I wanted to do a chapel piece at some point, but I didn't feel like this week's drawing was the one for it. I want to leave the chapel maybe for the week we do surreal drawings because I think it would lend itself well to distortion, etc.
For this week's fiction drawing, I didn't really have a particular place in mind. Nothing was all that inspiring, and I hate drawing outside. Last time I drew outdoors, I was standing outside Perkins at dusk getting eaten by bugs. My skin reacts horribly to bug bites, so I still have the scars from the 11 bug bites I got in the space of 2.5 hours. People walking by also tend to stare at what you're doing on the sheet of paper. A common reaction is to look at my drawing first and then whip around to look at the real thing to see if they look alike.
Back to the topic of my fiction drawing, I probably won't bother with the alligator. It takes a lot of time to get it right with the shape of the jaw and the texture of the skin, etc. If I'm going to lose points because it's not native to Durham, I'm obviously wasting my time.
-------------------- With still life, try not to set things right in the middle. Try going for more asymmetrical arrangements.

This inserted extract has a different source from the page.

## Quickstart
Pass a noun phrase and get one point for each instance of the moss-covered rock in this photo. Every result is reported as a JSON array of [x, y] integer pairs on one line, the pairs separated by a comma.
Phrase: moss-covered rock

- Use your pencil to gauge relative sizes of objects in the scene you are drawing. Make sure the same ratios end up on your paper.- When you lay in value, make sure it's not descriptive unless you want it to be. We shouldn't see the direction of the pencil strokes within the value.
- If you want to crop a drawing, crop in such a way that it makes sense. Make it seem like a window.- Always think about the foreground, midground, and background. Make sure there's something in each region. Don't end up with an empty midground, especially.
- Use your eraser as a drawing tool, not just as a corrective tool.I'm excited for the surreal drawings we'll do during the last week. I really love seeing everyone's work. We all have such different styles and approaches to doing the same assignments. I learn a lot by looking at drawings other than my own. I think it would have been great if we had individual critiques every class period. We could just lay out the drawings we did for that week and just walk around the room looking at each drawing/critiquing as a class. The weekly feedback would have been really helpful.